Road and Track: Here's what Tesla's Model 3 says about the future of automobiles
Many automotive journalists have taken a liking to the Model 3. But Sam Smith (via Road and Track) ponders what Tesla's lower-priced, electric vehicle says about the future of automobiles. Could this car represent a turning point for the auto industry? In a broader sense, could the Model 3 challenge the reign of the internal combustion engine? To start, Smith writes that, "The Tesla isn’t perfect, but it’s undeniably a milestone... I was reminded of a Sixties Mini, in terms of democratization of a form factor.
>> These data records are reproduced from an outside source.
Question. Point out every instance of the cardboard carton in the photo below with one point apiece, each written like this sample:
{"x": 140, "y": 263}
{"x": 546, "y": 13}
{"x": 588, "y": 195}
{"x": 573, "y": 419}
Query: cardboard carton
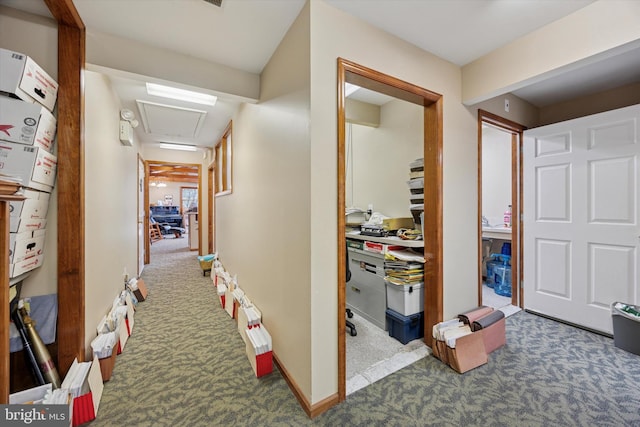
{"x": 25, "y": 123}
{"x": 468, "y": 354}
{"x": 35, "y": 205}
{"x": 25, "y": 245}
{"x": 34, "y": 166}
{"x": 22, "y": 78}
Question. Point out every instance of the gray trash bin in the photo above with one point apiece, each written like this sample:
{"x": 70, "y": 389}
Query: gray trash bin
{"x": 626, "y": 327}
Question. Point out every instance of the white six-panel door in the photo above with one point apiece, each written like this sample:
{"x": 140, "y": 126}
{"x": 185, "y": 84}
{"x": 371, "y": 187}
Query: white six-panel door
{"x": 581, "y": 221}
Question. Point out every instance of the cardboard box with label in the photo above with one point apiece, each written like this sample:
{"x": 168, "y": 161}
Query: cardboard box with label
{"x": 26, "y": 123}
{"x": 34, "y": 166}
{"x": 21, "y": 267}
{"x": 21, "y": 225}
{"x": 25, "y": 245}
{"x": 21, "y": 77}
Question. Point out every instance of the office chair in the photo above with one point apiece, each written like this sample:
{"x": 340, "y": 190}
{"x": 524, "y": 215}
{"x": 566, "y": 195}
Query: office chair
{"x": 349, "y": 324}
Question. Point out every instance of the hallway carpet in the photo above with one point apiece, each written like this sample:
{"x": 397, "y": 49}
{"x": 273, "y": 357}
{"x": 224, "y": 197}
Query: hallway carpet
{"x": 185, "y": 365}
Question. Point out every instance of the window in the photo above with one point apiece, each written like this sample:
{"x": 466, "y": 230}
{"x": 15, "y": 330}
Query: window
{"x": 223, "y": 161}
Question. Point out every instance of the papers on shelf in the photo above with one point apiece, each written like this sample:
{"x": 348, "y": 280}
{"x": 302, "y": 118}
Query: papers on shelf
{"x": 404, "y": 255}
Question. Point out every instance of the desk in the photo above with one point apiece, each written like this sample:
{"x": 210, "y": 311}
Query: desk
{"x": 366, "y": 292}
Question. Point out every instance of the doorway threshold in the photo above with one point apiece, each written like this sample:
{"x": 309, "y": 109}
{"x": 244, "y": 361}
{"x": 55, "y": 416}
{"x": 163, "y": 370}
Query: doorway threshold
{"x": 373, "y": 354}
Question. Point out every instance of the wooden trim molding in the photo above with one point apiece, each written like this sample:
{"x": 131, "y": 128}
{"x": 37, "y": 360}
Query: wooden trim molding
{"x": 4, "y": 302}
{"x": 517, "y": 133}
{"x": 433, "y": 139}
{"x": 211, "y": 204}
{"x": 312, "y": 411}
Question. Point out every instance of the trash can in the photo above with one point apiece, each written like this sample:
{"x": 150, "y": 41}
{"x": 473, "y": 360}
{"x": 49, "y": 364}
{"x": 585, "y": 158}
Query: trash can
{"x": 626, "y": 327}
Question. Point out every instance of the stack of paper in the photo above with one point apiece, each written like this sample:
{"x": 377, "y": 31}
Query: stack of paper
{"x": 253, "y": 316}
{"x": 75, "y": 381}
{"x": 221, "y": 288}
{"x": 238, "y": 295}
{"x": 404, "y": 255}
{"x": 260, "y": 339}
{"x": 104, "y": 344}
{"x": 58, "y": 396}
{"x": 450, "y": 331}
{"x": 403, "y": 267}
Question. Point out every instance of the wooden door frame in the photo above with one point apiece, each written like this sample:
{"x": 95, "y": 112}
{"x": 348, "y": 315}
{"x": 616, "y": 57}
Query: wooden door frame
{"x": 433, "y": 125}
{"x": 516, "y": 130}
{"x": 147, "y": 204}
{"x": 211, "y": 169}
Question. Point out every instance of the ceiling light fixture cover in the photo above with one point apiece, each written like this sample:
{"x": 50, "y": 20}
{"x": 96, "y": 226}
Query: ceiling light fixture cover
{"x": 181, "y": 94}
{"x": 180, "y": 147}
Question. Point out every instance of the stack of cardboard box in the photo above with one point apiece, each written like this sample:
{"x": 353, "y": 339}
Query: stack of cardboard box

And ideas around which others pivot."
Above: A look at the Tesla Model 3 (Image: CleanTechnica)
Smith explains that the Model 3 isn't a "commuter penalty box" like other EV efforts from legacy automakers. Instead, he says, "The Model 3 looks like a stylish, adult device. More than half a million people put down a deposit to buy one... [In contrast] the Bolt looks like a cartoon beaver that ate too many doughnuts, and it isn’t exactly flying off lots. I’m told the Chevy drives well, but to paraphrase Coco Chanel, it’s a lot easier to sell pretty than it is to sell Good Lord, Helen, Why Did You Wear That?"
And it's not just the Model 3's good looks that make it stand out. The silent, ninja-like performance reminds Smith that the Model 3 EV might foreshadow the future. So much so, he has to reconsider the internal combustion engine itself. He questions "the collective grumble of thousands of dirty little explosions, exhausting under nearby bumpers. If you possess an ounce of logic, you think, Hell, what are we doing? Digging up large bits of the planet just to burn them? Pipes pumping stinko gases into the air? Who thought this madness was sustainable?"
Above: Discussing the Tesla Model 3 after a test drive (Youtube: Miami Herald)
Perhaps, "the automobile as we know it will go the way of horses." Smith says, "this is the thing with the Model 3... Good EVs prompt this stuff, because they work like ordinary cars, no excuses or caveats. Your brain moves from the singular product to the situational long tail." The novelist Warren Ellis once said, "the future sneaks up on us, in the fringes of daily life." Smith says, this kind of impact is much "like the Model 3" and its surprising emergence in the automotive world.
Sure, Smith acknowledges a few Model 3 panel gaps and growing pains with production, "but the car was still impressive... Even with issues of quality and company, the car is enough of a solved question to make you look at the calendar. It’s a lens into a world where cars like it take over. It feels real, and it makes you feel sheepish for a want, however small, to hold on to the old."